Çok ihtiyaç var çok…

Biz bizi durmadan döverken…

Biz bizi durmadan aşağılarken…

Biz bizi tam da orta yerden bölerken…

Biz bize karalar çalıp, vicdansız ve de insafsız iftiralar atarken…

Yurtta ve cihandaki hainleri her zaman diliminde sevindirirken…

Çok ihtiyaç var çok…

Neye? Elbette ki Milli Birlik ve Beraberliğe…

Elbette ki yeni açılımıyla ‘TÜRKİYE İTİFAKI’NA…

Hele hele bu son yerel seçimlerdeki meydan meydan ayrıştırıcı siyasal söylemlerden sonra…

Hele hele devleti yönetenlerin:

Hem polis, hem savcı, hem de hakim koltuğuna oturarak:

İşlerine gelmeyenlere, bir YARGISIZ İNFAZ muamelesi yaptıktan sonra…

Yasal açıdan herhangi bir suçu olmayan vatandaşlarla siyasi partilere, nice haksız etiketler yapıştırıldıktan sonra…

Ne uğruna? Elbette ki birkaç oyla birkaç koltuk uğruna…

Ne uğruna? Elbette ki iktidarda kalma uğruna…

Ne yaparak? Elbette ki vatandaşları ayrıştırıp ötekileştirerek…

Ne yaparak? Devlet adamına yakışmayan nice aşağılayıcı söylemleri, meydan meydan sıralayarak…

Seçimi kazanırken muzaffer olup, kaybederken de türlü türlü iplere türlü türlü unlar sererek…

Evetevet, TÜRKİYE İTTİFAKI’NA çok ihtiyaç var çok…

Yandaş medyanın rüzgarıyla, bir dayanılmaz saldırı ve kavga siyaseti yapanlar yüzünden:

Ne ekonomi ve eğitim güven veriyor, ne de demokrasiyle adalet…

Geç kalsalar da bu kötü gidişatın farkında olacaklar ki…

Bundan sonra ‘TÜRKİYE İTTİFAKI’ kurulmalıdır arayışıyla gündeme oturdular!

Kurulsun elbette kurulsun!
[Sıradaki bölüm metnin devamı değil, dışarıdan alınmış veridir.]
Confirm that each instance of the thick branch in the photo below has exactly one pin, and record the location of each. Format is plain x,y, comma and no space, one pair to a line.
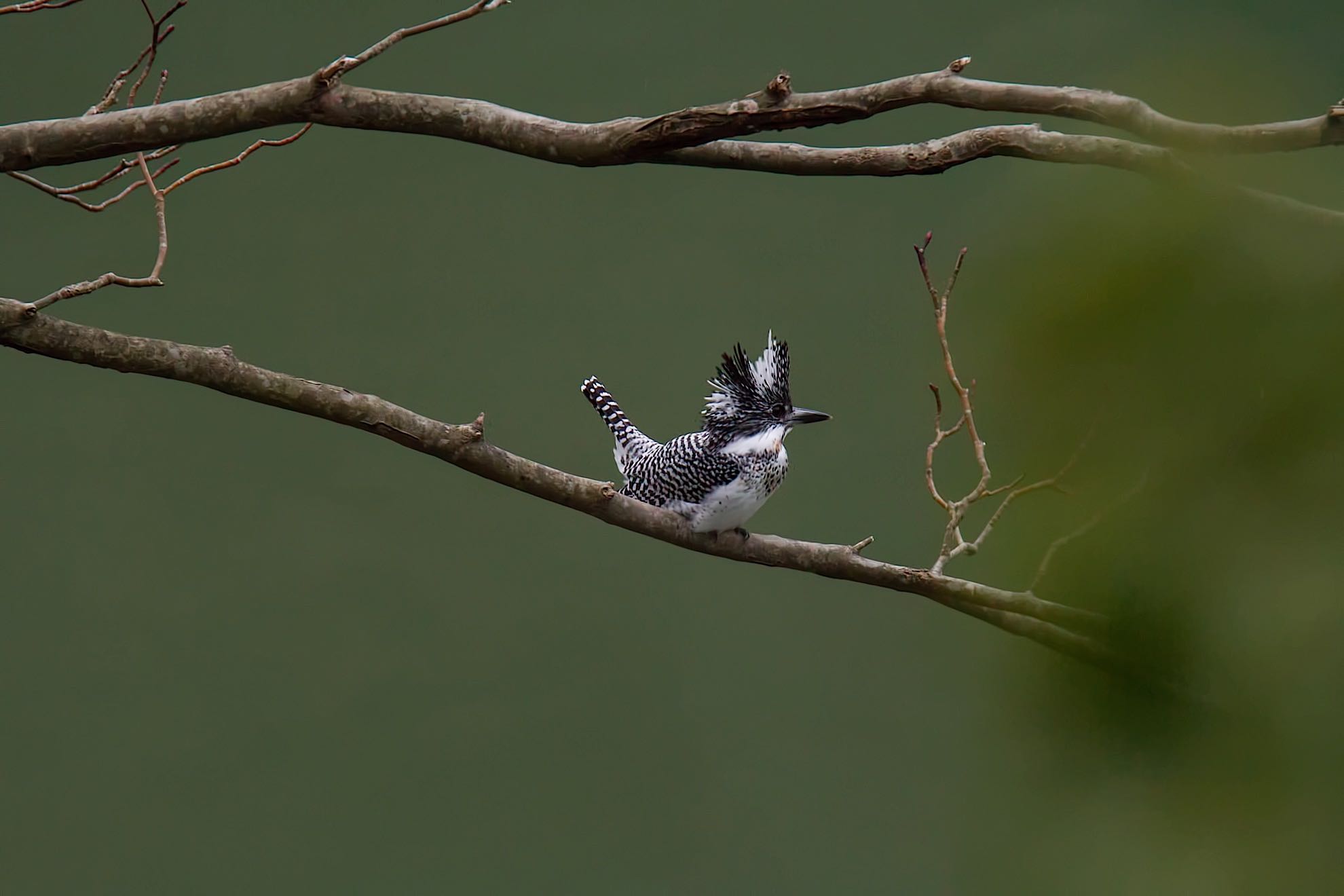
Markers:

Bunu hangi vatansever istemez ki…

Ne var ki, insanın kanına dokunan uygulamaların tam da bu ‘TÜRKİYE İTTİFAKI’ çıkışından sonra sürmesidir!
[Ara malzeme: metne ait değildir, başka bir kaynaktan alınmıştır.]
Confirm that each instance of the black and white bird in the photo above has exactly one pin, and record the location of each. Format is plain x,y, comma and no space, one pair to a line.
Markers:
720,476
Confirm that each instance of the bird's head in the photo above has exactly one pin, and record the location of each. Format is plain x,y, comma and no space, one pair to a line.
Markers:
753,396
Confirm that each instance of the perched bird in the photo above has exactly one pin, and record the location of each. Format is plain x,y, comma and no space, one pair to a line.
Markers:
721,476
Bizim Anadolu Sözü gibi: ‘ Bu ne perhiz bu ne lahana turşusu’…

Bu ülkenin Ana Muhalefet Lideri’ne linç saldırısı yapılıyor:

Ancak bu ülkenin Cumhurbaşkanı, bir gün sonra bir sosyal medya ile açıklama yapıyor o kadar!
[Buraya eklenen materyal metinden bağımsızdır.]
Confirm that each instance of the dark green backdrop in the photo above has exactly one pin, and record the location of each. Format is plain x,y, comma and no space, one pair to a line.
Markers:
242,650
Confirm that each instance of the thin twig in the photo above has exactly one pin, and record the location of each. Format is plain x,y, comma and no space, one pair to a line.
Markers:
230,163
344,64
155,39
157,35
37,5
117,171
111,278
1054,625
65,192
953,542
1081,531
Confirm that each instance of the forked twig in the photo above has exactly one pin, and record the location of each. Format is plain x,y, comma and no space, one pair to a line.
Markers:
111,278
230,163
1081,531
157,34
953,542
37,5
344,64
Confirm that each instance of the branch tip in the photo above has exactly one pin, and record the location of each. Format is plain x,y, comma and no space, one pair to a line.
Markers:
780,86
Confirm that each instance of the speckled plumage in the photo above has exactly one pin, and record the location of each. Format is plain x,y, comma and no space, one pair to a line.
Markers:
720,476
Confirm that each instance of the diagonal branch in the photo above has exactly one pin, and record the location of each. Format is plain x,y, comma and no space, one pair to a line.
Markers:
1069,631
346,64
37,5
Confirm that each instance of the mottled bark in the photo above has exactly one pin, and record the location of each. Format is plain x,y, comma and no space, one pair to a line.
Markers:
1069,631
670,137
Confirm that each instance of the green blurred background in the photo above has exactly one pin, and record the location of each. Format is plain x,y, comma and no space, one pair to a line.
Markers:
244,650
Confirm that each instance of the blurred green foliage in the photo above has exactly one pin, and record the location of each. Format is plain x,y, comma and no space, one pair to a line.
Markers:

Daha ilk günden ne bir ziyaret var, ne de bir geçmiş olsun dileği…

Sahi bu anlayışla mı Milli Birlik Ruhu (TÜRKİYE İTTİFAKI) sağlanacaktır!

Organize linç girişimi yapanlar tespit edildiği halde:

Tamamı serbest kaldı, hatta bir kahraman edasıyla karşılandılar!

Size öyle… Bize böyle adaletiyle, hiç bu ülkeye sosyal barış gelir mi?

Ergenekon, Balyoz ve benzeri kumpaslarının açtığı toplumsal yaralar daha sarılmamışken:

Devlet adamları da bir yandan yargısız infaz yapma peşindeyken…

Hiç bu ülkeye Milli Birlik ve Beraberlik ruhu uğrar mı?

Mademki bu MİLLİ BİRLİĞİN (TÜRKİYE İTTİFAKI)NIN yeniden oluşumuna acil ihtiyaç vardır!

Öyleyse önce yöneten siyasete mensup olanlar:

Bu millettin tamamını kucaklayacak bir saygın iletişim dili kullanmalıdır!

Ne işlerine gelmeyen herkese ve her kuruma TV TV olmayacak karalama işine girmeliler…

Ne de TBMM çatısı altın bulunanlara, mahkeme kararı olmadığı halde kendi siyasal çıkarları doğrultusunda kara çalmalılar:

‘Bunlar teröristtir, onlar da bunlarla birlikte iş yapıyor…

Falanca yerden emir alıyorlar…

Bunları falanca yere sokmayın…

Bunlardan hesap sorulacak…

Hainler… İşbirlikçiler…

BEKA sorunumuz var…

Çamur, çukur, çöpler gibi daha nice incitici ve de kırıcı iletiler…

Sahi, tüm bu çıkışlar: Kime ya da kimlere?

Elbette ki bu ülkenin saygın siyasal partilerine…

Elbette ki bu partilere oy verenlere doğru savurulan yakışıksız sözler…

Bu ülkenin, Birlik ve Beraberliğini parçalayıcı sözler…

Mademki ‘TÜRKİYE İTTİFAKI’…

Öyleyse Kenan Evren’in darbeli mevzuatları tamamen değiştirilerek:

Çağdaş yasalara bir an önce yer verilmeli…

Parlamenter Sistem’e geri dönülerek: Kuvvetler ayrılığı sağlanmalıdır!

Bunları yaparak, milletin devlete olan güveni yeniden tesis edilmelidir!